Признаюсь, если бы я не стал артистом, то точно был бы военным, как отец. Так же, скорее всего, служил бы в танковых войсках, потому что я обожаю танки. Когда вижу их на экране телевизора, буквально прилипаю к нему. Считаю наш Т-34 самой красивой машиной вообще из всех машин, какие есть, включая нынешний спортивный кар Bugatti. (Смеется.)

— Слушайте, я вот сейчас прикинул: если бы вы пошли по военной стезе, то сегодня были бы генералом!

— Думаю, что да.

— Как-то грустно вы об этом сказали, жалеете все-таки, что не пошли по стопам отца?

— Нет, не жалею. Я люблю свою профессию, мне другой не надо. Кстати, моя сестра Мария тоже стала актрисой, а сейчас уже и дочь Антонина начала выходить на сцену. У нас образовывается, можно сказать, театральная династия, и я этим очень горжусь. Но, повторю, если бы все не сложилось так, как сложилось, я попытался бы пойти в военное училище.

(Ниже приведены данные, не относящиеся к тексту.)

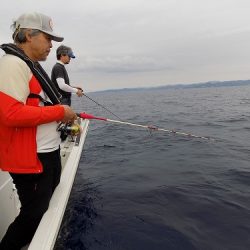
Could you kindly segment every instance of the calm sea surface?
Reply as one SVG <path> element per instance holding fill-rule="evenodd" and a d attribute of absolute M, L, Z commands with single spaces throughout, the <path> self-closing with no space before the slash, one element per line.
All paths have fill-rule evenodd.
<path fill-rule="evenodd" d="M 91 121 L 55 249 L 250 249 L 250 86 L 89 93 Z M 86 97 L 77 111 L 117 119 Z"/>

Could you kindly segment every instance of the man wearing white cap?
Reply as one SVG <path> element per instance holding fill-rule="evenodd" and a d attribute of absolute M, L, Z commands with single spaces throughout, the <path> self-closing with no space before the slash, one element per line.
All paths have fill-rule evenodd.
<path fill-rule="evenodd" d="M 65 65 L 69 64 L 71 58 L 75 58 L 75 55 L 70 47 L 61 45 L 56 50 L 56 57 L 57 62 L 52 68 L 51 80 L 62 95 L 62 103 L 70 106 L 72 93 L 79 97 L 83 95 L 80 87 L 70 86 L 69 76 L 65 69 Z"/>
<path fill-rule="evenodd" d="M 60 182 L 58 122 L 76 118 L 60 104 L 61 95 L 39 64 L 47 59 L 52 40 L 63 40 L 54 33 L 51 18 L 23 14 L 13 29 L 14 44 L 0 46 L 6 53 L 0 58 L 0 169 L 10 173 L 21 209 L 1 250 L 21 249 L 32 240 Z"/>

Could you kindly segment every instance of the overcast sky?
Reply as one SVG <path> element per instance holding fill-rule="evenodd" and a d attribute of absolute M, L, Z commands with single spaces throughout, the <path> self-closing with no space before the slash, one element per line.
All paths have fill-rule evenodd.
<path fill-rule="evenodd" d="M 71 83 L 87 92 L 250 79 L 250 0 L 8 0 L 1 43 L 31 11 L 52 17 L 76 55 Z M 43 63 L 49 75 L 59 45 Z"/>

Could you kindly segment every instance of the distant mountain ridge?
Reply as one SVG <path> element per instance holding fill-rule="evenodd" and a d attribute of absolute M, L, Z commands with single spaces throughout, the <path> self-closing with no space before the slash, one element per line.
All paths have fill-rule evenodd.
<path fill-rule="evenodd" d="M 202 82 L 202 83 L 162 85 L 162 86 L 156 86 L 156 87 L 107 89 L 107 90 L 101 90 L 101 91 L 95 91 L 95 92 L 136 91 L 136 90 L 150 90 L 150 89 L 160 90 L 160 89 L 214 88 L 214 87 L 232 87 L 232 86 L 246 86 L 246 85 L 250 85 L 250 80 L 209 81 L 209 82 Z"/>

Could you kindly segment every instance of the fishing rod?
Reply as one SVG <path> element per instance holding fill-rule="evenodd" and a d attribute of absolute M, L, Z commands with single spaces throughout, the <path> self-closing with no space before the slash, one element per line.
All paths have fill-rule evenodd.
<path fill-rule="evenodd" d="M 82 90 L 83 91 L 83 90 Z M 102 107 L 103 109 L 105 109 L 106 111 L 108 111 L 110 114 L 112 114 L 113 116 L 115 116 L 116 118 L 118 118 L 119 120 L 122 120 L 118 115 L 114 114 L 111 110 L 109 110 L 108 108 L 104 107 L 103 105 L 101 105 L 100 103 L 98 103 L 97 101 L 93 100 L 92 98 L 90 98 L 89 96 L 87 96 L 85 93 L 83 93 L 83 95 L 85 97 L 87 97 L 89 100 L 91 100 L 92 102 L 94 102 L 95 104 L 97 104 L 98 106 Z"/>
<path fill-rule="evenodd" d="M 142 124 L 137 124 L 137 123 L 125 122 L 125 121 L 111 120 L 111 119 L 104 118 L 104 117 L 97 117 L 97 116 L 94 116 L 94 115 L 91 115 L 91 114 L 87 114 L 87 113 L 84 113 L 84 112 L 83 113 L 79 113 L 77 115 L 79 117 L 83 118 L 83 119 L 88 119 L 88 120 L 101 120 L 101 121 L 106 121 L 106 122 L 112 122 L 112 123 L 125 124 L 125 125 L 129 125 L 129 126 L 146 128 L 146 129 L 149 129 L 150 131 L 152 131 L 152 130 L 154 130 L 154 131 L 163 131 L 163 132 L 168 132 L 168 133 L 171 133 L 171 134 L 189 136 L 189 137 L 194 137 L 194 138 L 199 138 L 199 139 L 204 139 L 204 140 L 214 140 L 214 139 L 212 139 L 210 137 L 198 136 L 198 135 L 184 133 L 184 132 L 179 132 L 179 131 L 175 131 L 175 130 L 158 128 L 156 126 L 142 125 Z"/>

Да, потому что я родился в семье танкиста, потому что всю жизнь наша семья моталась по военным городкам, хотя отец мой москвич. Сначала был Иркутск, где я родился. Потом мы поехали все за папой в Новосибирск, затем в Белоруссию, после вновь возвратились в Иркутск, затем пять лет жили в Германии, где отец служил в Группе советских войск, потом на какое-то время приехали в Москву, после опять был Иркутск, потом Ковров, затем Владимир, опять Ковров. И, конечно, Сирия, где отец, правда, находился только с мамой, меня тогда они оставили у бабушки. Словом, куда нас только не заносило, пока в 1973 году наша семья окончательно не переехала в Москву, мне тогда было 17 лет.

— Но сам-то ваш отец определенно видел в сыне продолжателя своего дела?

— Да, папа не хотел, чтобы я был актером, но он у меня человек умный, поэтому в один прекрасный день сказал так: «Ну, ты давай докажи! Пожалуйста, дело твое, раз хочешь в артисты, я же не могу тебя заставить пойти в военное училище». Так что, когда он из Сирии возвратился, я уже, окончив школу, начал работать во МХАТе монтировщиком декораций.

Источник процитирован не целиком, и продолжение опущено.